New Delhi: Days after Supreme Court expressed shock over the continued registration of cases under the scrapped Section 66A of Information Technology Act, which the apex court had struck down in March 2015, the Union home ministry on Wednesday asked state governments and police chiefs to immediately withdraw all the cases registered under this section of IT Act and to stop registering such cases.
Notably, the top court on March 24, 2015, had struck down a much-abused Section, which authorised police to arrest people for posting “offensive” or “menacing” content on social media sites. This controversial provision made posting offensive material on social networking sites an offence punishable by up to three years in jail.
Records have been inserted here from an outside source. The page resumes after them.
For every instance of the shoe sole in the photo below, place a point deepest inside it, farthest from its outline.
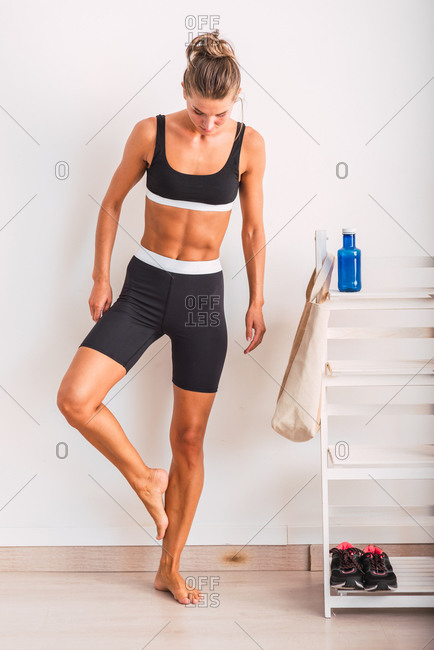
(348, 584)
(382, 586)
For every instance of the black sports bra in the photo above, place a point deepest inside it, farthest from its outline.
(216, 191)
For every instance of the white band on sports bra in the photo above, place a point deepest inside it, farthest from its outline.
(189, 205)
(177, 266)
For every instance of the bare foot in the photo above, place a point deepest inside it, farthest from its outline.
(150, 491)
(171, 580)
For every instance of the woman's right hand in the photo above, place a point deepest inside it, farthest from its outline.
(100, 298)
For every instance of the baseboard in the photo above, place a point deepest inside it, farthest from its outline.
(290, 557)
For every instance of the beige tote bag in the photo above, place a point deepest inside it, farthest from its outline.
(297, 413)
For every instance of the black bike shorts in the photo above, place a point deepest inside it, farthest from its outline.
(181, 298)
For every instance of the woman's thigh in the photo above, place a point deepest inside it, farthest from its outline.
(195, 321)
(88, 379)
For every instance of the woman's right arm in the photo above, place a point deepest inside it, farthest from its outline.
(130, 170)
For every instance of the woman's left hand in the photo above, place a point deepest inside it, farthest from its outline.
(254, 321)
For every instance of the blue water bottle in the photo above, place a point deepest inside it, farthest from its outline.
(349, 258)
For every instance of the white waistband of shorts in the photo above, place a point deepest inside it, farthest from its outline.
(177, 266)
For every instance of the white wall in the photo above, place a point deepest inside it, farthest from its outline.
(319, 80)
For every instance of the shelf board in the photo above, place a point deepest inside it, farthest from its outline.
(415, 575)
(390, 294)
(365, 461)
(380, 371)
(372, 456)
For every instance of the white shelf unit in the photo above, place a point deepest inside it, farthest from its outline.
(415, 575)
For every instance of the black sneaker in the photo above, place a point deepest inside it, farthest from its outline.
(378, 572)
(346, 569)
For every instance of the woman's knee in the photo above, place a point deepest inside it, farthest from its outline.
(187, 444)
(75, 404)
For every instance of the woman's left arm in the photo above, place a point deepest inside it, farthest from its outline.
(252, 233)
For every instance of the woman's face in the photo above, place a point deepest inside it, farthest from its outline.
(208, 115)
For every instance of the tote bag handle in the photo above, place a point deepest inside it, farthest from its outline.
(317, 284)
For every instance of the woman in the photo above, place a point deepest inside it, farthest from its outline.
(196, 161)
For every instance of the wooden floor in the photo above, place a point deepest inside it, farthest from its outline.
(272, 610)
The NGO People’s Union for Civil Liberties informed the court this month that 229 such cases were pending in 11 states. After the provision was repealed, police in these states lodged 1,307 new cases under it.
“What is going on? It is terrible…shocking. It is distressing,” a bench, headed by Justice Rohinton F Nariman, remarked on July 5. The bench asked the government to come up with a response to ensure police stop invoking Section 66A of the Act in First Information Reports (FIRs).
In its advisory sent to the chief secretaries and director generals of police, the ministry said on Wednesday: “It has been brought to our notice through an application in the Supreme Court that FIRs are still being lodged by some police authorities under the struck down provision of Section 66A of the IT Act, 2000. Hon’ble Supreme Court has taken a very serious view of the matter.”
The ministry said it is therefore requested to direct all the police stations not to register cases under the repealed Section 66A of the IT Act and sensitise the law enforcement agencies for the compliance of the Supreme Court order.
It directed the chief secretaries and police chiefs to withdraw such cases. “If any case has been booked in your state under Section 66A of the IT Act, it should immediately be withdrawn.”
The section had been widely misused by police in various states to arrest persons for posting critical comments about social and political issues and political leaders on social networking sites.
The Supreme Court has called Section 66A “open-ended and unconstitutionally vague”. It said nothing short of quashing the law in its entirety could suffice since this provision “arbitrarily, excessively and disproportionately” invaded the right to free speech, right to dissent, right to know, and had a “chilling effect” on constitutional mandates.
Section 66A criminalised “grossly offensive” or “menacing character” messages sent in form of text, audio, video, images, or any other electronic record. It provided for the punishment of up to three years in prison.
Even though the Section was struck down in March 2015, there are as many as 1307 cases. While, around 332 cases were filed under it the same year. In 2016, 216 cases were registered and 290 in 2017, 318 in 2018, 253 in 2019, and 34 until February 2020.